Desde que foi implantada, em 2011, já foram rastreados mais de 10 milhões de animais.

A outra solução desenvolvida pela empresa é o Meu Lote, que de acordo com Clóvis é utilizada para a gestão de lotes de suínos, a fim de facilitar a interação e a troca de informações entre produtores, extensionistas responsáveis pela assistência técnica, e gestores da suinocultura.

Nas propriedades de criação e engorda de suínos os produtores têm acesso a um aplicativo no celular que o auxilia durante todo o processo. É neste aplicativo que ele faz os lançamentos de todos os indicadores e eventos do processo de criação como: consumo de ração, mortalidade de animais, uso de medicamentos, entre outros. E as informações obtidas servem para entender e padronizar os processos — explica Rossi.

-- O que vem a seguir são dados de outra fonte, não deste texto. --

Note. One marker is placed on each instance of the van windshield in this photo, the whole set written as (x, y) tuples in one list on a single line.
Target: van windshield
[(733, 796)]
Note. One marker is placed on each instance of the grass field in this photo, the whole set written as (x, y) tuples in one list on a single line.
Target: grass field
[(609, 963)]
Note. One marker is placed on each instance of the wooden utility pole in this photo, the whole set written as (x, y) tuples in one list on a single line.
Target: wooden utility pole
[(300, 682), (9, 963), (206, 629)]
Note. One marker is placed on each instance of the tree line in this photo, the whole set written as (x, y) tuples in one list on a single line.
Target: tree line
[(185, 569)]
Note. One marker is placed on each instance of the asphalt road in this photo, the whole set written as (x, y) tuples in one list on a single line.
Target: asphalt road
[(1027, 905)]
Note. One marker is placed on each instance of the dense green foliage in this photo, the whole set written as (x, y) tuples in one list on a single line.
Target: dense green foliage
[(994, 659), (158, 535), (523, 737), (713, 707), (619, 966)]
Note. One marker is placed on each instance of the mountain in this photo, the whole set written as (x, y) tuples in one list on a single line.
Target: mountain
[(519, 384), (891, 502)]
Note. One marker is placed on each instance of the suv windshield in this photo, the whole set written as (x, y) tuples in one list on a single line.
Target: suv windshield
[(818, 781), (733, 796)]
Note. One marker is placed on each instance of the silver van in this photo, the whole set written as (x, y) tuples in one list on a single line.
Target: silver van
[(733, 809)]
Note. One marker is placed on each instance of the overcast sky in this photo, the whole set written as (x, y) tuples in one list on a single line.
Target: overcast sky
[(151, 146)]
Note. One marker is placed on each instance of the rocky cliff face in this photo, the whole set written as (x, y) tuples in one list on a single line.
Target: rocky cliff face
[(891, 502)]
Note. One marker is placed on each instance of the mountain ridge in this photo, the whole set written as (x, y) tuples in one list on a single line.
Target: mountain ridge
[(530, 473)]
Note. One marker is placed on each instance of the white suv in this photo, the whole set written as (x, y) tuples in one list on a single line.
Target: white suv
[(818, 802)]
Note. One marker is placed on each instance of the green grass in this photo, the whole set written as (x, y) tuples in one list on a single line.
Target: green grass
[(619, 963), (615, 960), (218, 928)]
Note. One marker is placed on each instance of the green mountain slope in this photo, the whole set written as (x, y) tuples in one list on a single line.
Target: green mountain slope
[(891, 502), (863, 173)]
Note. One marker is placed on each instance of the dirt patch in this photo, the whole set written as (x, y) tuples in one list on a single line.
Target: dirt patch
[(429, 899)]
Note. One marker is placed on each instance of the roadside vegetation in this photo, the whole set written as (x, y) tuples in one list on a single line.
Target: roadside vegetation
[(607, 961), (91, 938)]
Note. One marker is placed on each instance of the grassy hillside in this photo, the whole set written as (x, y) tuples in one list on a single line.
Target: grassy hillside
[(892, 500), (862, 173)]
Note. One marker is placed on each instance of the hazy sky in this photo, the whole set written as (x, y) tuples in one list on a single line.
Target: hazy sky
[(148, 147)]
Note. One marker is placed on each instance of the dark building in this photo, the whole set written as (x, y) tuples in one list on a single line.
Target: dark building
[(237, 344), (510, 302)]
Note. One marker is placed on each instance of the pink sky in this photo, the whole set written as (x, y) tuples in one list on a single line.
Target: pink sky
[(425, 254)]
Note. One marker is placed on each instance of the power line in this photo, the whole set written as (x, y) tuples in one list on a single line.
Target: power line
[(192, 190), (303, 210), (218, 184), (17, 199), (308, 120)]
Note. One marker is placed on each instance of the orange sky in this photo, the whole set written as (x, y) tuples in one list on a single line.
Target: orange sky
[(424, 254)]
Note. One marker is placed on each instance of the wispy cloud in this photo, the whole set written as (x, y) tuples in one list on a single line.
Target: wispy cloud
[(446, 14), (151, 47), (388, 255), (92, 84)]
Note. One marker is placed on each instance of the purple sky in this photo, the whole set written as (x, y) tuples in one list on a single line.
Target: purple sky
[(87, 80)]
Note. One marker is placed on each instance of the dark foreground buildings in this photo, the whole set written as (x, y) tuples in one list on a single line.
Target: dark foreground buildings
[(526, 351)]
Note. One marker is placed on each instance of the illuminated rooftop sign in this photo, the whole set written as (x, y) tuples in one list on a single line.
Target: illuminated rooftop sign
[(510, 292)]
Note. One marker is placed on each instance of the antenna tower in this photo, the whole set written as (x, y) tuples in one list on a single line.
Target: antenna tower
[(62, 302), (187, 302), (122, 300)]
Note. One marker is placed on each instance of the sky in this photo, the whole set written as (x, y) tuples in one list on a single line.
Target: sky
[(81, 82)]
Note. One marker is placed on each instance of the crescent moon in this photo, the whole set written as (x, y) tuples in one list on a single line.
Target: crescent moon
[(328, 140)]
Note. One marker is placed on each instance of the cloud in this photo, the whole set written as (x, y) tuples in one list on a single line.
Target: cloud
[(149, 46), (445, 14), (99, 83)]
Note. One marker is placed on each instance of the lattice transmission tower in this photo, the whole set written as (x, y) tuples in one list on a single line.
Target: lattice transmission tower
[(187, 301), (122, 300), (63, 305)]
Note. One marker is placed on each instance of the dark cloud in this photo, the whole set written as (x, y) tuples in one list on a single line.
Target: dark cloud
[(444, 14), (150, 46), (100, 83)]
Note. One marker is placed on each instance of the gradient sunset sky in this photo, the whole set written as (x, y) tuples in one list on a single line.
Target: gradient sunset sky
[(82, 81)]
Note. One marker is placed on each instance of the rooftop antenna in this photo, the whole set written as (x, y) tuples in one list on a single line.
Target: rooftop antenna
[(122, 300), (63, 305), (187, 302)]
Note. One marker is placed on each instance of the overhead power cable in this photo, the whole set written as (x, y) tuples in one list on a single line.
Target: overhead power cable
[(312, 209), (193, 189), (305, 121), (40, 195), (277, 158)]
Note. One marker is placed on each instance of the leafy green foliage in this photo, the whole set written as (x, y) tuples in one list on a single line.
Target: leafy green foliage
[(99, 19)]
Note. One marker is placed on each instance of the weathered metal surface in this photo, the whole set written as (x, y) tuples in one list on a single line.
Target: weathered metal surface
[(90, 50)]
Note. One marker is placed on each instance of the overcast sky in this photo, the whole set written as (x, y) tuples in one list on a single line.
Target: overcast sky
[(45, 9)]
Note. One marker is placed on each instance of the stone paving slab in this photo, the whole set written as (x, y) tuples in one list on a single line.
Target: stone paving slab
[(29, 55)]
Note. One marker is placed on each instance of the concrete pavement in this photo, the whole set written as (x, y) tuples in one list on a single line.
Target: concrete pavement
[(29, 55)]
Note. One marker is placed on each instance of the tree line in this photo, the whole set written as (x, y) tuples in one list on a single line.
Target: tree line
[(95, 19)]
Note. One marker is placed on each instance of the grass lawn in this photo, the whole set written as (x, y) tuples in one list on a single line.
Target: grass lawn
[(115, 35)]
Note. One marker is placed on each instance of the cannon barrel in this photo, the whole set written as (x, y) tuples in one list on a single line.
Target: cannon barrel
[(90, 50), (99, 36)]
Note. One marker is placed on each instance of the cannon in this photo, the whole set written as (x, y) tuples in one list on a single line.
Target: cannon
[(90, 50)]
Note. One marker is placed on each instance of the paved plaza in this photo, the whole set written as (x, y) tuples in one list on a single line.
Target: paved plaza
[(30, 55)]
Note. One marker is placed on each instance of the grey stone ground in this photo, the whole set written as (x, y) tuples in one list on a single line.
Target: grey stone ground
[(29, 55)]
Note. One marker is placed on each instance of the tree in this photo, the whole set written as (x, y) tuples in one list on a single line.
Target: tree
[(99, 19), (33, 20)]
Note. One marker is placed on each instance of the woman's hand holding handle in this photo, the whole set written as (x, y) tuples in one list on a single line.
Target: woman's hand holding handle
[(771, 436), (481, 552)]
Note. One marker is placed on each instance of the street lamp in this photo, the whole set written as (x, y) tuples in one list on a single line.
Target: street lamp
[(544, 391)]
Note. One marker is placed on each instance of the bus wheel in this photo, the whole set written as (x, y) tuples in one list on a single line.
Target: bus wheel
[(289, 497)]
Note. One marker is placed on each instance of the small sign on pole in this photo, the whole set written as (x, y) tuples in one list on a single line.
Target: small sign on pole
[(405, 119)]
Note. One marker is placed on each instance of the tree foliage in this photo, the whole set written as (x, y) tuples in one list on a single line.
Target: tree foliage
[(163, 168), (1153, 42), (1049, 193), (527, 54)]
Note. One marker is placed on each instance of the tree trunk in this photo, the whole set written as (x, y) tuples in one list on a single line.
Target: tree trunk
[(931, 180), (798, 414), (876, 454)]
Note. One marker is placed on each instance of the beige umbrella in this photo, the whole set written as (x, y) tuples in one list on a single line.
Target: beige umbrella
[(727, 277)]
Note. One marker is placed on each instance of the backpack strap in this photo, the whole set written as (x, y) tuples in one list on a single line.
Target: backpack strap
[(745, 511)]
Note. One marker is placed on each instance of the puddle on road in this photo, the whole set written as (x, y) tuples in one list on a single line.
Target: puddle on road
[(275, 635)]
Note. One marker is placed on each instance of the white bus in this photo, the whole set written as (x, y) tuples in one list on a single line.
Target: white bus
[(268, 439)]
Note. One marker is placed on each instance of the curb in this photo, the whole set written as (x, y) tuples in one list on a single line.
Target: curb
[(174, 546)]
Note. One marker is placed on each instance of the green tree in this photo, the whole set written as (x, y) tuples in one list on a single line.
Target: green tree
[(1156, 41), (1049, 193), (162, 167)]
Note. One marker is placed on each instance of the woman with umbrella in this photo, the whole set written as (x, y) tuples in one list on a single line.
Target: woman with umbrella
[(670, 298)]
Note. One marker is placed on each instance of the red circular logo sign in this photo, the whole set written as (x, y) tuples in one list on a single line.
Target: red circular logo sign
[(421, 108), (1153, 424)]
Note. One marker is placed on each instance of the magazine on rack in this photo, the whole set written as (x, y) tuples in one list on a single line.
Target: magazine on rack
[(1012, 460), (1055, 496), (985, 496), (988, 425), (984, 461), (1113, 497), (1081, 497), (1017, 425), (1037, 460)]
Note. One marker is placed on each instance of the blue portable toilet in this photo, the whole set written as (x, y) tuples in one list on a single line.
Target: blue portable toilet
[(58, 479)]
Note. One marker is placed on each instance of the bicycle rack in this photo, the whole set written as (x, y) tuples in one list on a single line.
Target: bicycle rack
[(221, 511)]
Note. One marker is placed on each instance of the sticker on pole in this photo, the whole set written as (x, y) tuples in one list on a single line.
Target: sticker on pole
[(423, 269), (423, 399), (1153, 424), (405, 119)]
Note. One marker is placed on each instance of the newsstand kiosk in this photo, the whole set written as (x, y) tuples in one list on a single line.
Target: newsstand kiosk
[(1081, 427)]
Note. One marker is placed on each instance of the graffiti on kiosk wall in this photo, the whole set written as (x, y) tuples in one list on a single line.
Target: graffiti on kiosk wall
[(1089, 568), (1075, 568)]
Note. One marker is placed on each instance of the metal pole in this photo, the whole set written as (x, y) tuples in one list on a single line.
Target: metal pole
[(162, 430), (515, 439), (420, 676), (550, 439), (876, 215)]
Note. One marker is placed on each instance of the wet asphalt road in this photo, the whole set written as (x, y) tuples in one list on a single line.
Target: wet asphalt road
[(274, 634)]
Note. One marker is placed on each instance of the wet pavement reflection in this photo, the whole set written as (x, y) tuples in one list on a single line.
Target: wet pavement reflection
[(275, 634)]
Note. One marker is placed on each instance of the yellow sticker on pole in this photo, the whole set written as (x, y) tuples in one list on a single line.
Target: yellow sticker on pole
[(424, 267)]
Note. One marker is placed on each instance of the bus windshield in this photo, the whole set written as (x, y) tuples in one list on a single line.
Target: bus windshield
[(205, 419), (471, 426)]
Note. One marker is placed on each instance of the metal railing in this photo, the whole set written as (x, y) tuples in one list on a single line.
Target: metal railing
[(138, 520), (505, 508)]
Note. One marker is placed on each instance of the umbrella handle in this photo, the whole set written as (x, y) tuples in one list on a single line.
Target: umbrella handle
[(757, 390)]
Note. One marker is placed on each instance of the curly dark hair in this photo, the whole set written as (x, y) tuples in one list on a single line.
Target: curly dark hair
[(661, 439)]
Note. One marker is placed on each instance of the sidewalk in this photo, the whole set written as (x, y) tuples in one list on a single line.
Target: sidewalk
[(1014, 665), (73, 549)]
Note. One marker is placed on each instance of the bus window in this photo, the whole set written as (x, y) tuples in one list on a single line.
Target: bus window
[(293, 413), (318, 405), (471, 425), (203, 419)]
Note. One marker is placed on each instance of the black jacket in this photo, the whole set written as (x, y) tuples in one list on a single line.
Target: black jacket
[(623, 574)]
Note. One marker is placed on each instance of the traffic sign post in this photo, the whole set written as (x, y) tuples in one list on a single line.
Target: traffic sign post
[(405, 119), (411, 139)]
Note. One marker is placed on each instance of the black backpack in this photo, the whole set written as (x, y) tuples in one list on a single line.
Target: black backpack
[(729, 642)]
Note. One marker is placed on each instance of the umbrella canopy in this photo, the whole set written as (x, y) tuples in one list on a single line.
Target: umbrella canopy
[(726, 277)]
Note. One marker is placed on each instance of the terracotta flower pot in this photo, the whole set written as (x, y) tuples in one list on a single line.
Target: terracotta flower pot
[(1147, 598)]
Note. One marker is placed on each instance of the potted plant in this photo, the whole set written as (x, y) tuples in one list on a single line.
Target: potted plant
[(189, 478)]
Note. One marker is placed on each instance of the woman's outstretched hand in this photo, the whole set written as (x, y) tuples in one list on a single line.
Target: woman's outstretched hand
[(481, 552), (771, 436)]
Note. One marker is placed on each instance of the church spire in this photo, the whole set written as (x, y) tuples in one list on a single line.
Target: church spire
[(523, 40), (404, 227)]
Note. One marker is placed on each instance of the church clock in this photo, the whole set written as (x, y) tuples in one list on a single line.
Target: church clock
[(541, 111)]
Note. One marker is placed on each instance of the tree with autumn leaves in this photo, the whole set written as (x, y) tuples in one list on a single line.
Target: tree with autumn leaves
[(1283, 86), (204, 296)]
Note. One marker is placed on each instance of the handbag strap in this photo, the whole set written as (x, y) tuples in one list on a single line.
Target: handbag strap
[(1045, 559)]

Com essa comunicação em tempo real, é possível melhor o tempo de resposta e a eficácia das ações, gerando resultados financeiros para o produtor e também para a agroindústria.

Inovar no agronegócio é desafiador
Clóvis comenta que ao longo dos anos foram superados diversos desafios para se manter firme e fazer o negócio dar certo. E segundo ele, o agronegócio é tradicional e tem outro ritmo em relação às transformações.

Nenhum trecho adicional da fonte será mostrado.